I doubt they'd return my call today.
But VCs, especially in those days, bordered on antipathy for sensible business plans. They didn't want small businesses that would turn profitable quickly and grow sustainably. They wanted something with infinite growth ASAP that they could pump-and-dump on Big Tech or IPO suckers.
Socializing our losses here, aren’t we? If it works out you did it, if it doesn’t, it’s the others that didn’t see the value :)
LMAO, true. A "friend" from that space was making money introducing VCs to "entrepreneurs", lol.

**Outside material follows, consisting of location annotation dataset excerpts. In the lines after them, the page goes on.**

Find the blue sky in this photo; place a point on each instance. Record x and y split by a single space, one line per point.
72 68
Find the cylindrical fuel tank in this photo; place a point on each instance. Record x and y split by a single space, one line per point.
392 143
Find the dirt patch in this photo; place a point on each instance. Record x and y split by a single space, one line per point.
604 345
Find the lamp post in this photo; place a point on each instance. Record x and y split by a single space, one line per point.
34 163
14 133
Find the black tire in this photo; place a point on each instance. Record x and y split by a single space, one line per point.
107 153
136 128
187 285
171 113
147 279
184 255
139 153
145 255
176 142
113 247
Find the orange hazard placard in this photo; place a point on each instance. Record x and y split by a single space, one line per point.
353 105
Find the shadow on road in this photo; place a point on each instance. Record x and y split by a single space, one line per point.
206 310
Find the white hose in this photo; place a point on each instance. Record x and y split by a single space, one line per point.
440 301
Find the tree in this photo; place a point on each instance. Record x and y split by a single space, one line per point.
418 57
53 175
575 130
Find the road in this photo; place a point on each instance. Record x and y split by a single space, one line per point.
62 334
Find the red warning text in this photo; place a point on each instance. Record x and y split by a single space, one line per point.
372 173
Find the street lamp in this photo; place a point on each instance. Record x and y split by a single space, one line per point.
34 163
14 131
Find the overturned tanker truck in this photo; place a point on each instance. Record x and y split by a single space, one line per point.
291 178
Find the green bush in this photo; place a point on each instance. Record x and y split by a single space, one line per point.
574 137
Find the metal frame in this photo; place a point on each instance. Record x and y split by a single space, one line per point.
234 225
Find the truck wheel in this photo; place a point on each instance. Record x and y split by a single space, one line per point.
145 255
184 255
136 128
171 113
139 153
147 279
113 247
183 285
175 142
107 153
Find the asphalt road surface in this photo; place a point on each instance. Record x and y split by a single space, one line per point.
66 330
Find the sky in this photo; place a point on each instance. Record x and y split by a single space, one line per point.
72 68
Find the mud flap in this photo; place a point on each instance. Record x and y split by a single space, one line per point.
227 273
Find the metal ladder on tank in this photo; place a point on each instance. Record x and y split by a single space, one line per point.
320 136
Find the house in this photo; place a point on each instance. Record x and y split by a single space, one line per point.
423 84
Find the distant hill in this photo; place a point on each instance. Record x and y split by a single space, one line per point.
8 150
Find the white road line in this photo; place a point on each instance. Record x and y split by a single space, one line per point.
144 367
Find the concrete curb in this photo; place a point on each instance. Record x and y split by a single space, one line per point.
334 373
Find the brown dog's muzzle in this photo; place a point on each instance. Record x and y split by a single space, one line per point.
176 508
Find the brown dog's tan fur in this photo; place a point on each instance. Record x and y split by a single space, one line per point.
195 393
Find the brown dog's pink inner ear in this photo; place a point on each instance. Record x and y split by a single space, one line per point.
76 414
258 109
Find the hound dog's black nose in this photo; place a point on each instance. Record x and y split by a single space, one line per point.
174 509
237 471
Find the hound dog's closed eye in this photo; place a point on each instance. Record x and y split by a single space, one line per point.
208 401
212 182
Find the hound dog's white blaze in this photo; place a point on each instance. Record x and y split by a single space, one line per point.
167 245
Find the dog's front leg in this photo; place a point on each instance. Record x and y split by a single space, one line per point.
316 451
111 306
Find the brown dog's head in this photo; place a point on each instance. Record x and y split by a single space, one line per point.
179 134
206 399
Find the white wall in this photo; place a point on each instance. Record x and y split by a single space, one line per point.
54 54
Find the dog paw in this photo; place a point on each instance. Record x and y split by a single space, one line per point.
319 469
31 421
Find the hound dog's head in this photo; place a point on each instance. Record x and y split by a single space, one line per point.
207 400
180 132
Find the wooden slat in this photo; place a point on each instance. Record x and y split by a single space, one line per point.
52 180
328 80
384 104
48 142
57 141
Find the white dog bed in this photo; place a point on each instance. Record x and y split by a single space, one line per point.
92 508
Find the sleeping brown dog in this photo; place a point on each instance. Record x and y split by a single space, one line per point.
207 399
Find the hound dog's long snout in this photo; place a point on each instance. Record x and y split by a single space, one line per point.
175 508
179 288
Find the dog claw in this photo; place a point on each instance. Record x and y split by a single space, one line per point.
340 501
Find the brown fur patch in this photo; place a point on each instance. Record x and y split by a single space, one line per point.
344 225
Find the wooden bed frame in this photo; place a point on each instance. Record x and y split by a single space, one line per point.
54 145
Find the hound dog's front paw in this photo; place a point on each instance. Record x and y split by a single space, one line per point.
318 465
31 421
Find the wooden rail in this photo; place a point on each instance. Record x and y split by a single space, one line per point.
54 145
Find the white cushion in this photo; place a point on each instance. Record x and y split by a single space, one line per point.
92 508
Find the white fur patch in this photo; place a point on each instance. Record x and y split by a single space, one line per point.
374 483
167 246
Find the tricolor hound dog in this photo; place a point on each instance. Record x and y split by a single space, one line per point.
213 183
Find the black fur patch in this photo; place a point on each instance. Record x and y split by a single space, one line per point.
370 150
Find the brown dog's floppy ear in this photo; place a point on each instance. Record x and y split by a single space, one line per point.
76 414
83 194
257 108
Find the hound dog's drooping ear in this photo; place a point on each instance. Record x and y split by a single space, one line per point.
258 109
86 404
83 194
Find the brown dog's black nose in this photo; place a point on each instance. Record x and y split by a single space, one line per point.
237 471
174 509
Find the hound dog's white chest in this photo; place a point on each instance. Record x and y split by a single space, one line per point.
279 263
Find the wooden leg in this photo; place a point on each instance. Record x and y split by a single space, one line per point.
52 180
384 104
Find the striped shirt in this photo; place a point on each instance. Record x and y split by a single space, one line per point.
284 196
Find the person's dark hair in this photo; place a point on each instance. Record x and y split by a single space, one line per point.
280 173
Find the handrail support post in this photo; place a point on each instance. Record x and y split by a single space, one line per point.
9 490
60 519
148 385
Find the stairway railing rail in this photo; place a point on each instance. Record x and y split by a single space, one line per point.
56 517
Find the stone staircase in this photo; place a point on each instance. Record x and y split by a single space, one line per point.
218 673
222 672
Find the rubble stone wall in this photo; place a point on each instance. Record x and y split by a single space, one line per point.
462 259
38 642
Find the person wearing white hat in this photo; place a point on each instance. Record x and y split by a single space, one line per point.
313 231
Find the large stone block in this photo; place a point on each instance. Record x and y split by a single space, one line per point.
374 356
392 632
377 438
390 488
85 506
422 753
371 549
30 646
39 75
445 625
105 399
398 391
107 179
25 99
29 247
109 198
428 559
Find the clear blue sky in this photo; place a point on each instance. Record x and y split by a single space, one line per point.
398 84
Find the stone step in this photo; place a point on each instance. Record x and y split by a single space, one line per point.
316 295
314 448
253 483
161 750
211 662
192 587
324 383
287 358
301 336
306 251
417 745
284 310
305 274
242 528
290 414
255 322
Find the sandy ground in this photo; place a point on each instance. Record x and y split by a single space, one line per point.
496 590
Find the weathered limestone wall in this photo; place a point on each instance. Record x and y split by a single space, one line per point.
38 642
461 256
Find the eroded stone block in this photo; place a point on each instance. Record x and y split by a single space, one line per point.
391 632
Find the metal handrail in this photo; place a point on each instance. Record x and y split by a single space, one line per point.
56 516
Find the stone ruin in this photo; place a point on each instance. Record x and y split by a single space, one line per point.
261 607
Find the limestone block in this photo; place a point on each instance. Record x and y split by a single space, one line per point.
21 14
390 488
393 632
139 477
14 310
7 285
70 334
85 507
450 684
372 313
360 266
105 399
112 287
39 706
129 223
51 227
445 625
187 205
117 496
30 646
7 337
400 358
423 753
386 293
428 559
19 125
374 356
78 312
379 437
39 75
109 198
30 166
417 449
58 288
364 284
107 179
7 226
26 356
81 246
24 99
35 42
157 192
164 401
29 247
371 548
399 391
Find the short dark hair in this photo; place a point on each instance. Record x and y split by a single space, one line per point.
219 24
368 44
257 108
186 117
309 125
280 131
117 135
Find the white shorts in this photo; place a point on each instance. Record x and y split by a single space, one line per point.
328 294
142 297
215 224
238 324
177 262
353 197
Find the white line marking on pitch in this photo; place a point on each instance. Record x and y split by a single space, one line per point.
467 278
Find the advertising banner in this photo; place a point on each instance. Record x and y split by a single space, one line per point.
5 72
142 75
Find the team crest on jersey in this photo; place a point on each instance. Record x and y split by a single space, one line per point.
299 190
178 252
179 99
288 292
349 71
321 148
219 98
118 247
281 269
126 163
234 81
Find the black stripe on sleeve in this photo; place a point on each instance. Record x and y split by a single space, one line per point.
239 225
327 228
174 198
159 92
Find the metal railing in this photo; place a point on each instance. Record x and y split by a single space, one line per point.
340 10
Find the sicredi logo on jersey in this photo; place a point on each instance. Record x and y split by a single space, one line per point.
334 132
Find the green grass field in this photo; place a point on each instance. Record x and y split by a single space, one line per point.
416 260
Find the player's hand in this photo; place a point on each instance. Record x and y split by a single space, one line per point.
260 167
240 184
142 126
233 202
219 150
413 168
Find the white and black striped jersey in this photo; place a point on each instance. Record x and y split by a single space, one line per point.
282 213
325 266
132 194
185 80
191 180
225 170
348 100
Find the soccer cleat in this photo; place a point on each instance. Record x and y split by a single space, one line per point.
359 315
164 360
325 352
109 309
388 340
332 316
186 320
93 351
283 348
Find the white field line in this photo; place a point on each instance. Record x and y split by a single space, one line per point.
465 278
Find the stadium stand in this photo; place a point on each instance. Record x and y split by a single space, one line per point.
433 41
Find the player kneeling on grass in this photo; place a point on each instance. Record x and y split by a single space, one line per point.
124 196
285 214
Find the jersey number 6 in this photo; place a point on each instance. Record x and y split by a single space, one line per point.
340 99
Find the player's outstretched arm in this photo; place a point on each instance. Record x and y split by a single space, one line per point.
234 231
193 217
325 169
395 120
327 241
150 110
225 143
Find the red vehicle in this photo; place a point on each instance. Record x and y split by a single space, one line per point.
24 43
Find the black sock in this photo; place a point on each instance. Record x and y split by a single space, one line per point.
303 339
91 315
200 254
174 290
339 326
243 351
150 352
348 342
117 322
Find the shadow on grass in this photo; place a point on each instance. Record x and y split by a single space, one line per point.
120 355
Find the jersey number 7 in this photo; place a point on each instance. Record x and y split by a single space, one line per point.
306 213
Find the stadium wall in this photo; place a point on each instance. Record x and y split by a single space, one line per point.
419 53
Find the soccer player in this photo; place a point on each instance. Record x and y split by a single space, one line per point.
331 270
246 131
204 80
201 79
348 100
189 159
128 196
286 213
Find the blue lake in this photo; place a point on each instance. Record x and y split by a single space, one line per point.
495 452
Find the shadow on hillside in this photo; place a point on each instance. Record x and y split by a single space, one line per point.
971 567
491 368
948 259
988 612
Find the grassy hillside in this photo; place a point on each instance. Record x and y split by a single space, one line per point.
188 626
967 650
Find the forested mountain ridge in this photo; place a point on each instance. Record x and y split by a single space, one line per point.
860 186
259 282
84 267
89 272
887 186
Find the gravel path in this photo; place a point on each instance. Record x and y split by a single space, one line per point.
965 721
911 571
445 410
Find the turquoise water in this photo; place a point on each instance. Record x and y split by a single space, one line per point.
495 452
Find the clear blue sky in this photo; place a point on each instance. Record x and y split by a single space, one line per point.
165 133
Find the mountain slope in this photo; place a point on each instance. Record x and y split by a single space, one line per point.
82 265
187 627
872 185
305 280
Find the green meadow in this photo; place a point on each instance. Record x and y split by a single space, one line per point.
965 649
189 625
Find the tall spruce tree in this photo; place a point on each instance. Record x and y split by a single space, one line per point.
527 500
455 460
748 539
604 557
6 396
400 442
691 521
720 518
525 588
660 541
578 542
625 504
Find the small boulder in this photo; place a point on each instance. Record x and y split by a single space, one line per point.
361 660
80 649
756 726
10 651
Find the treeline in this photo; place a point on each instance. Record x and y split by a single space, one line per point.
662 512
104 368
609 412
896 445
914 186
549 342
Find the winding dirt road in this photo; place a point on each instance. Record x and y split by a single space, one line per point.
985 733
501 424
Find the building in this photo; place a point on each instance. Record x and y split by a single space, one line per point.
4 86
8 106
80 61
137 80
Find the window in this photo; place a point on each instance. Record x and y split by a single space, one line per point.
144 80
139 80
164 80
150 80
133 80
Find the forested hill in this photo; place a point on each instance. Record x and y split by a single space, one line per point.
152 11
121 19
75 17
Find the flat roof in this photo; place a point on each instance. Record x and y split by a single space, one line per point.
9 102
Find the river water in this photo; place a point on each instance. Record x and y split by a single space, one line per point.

He was fully booked!
2021-2022 was a total blip on the screen zero interest rate era thing.
i'm not seeing considerable slowing of new startup development, quite the opposite actually w/ AI. this is for a few reasons:
- accelerators are filling the gap; the accelerator model is actually quite efficient in the early-stage spectrum (it needs some further innovation). there are a huge number of AI accelerators and programs now; and further
- most of the capital going into VC is just being further concentrated into the large Multistage firms like A16Z, Accel, Sequoia, General Catalyst, etc... all of these firms are realizing they need to win deals as early as possible so have multiple seed programs: accelerators, incubations, scouts, fund-of-fund allocation, geographic funds, university focused sub funds, etc...
- overall great founders & startups are truly just exceptional so statistically there just won't ever be that many. venture will always be a cottage industry of sorts. in this form - "venture" equates with "growth"; there can only be 1 category leader by definition and venture is meant to capture this. 2021-2022 overall venture market was too big.
- AI is making startup creation many multiples more efficient. we saw this w/ the advent of the cloud, where startups used to need $2-3M "to buy servers" and 2-3 years to ship a product in 2010, by 2015-2020, they really only needed $3-500k to get a product to market. we're going to see that number come down considerably (unsure if it will be 30-50k, but definitely a lot lower).
- we're also seeing the new wave of the 10-person unicorn (billion $ company); these companies will raise a lot less cash, so will result in higher multiples on the original investment.
- i think the overall distribution of returns will look different on a portfolio basis in 2025-onwards. with power law, we expect to see super long-tail concentration on the 1-2 companies that yield 99% of the return to a portfolio, but i suspect we'll start to see some mitigation of that effect with more companies yielding positive outcomes. this might mean that there's less of a reliance on portfolio construction to generate risk-adjusted returns and that there could be more of a democratization of early-stage investing where we see 10-100x the number of startups and founders. that warrants a longer analysis, but as someone just bullish on startups and everyone being a founder that possibility is very exciting to me.
Like how many food delivery apps that are actually profitable can the economy handle?
The business model is 1) "Have artificially low prices to push all competing business into bankrupty", 2) "Now that we're a monopoly, raise prices massively", 3) Massive profit, so long as no government starts doing anything about the fact that both steps #1 and #2 are illegal.
That business model fails the moment you have multiple startups dumping the market, none can move to step #2 because they'd bleed all their users to whichever competitor is still in step #1.
Founders might get a little something and most shareholder employees get nothing.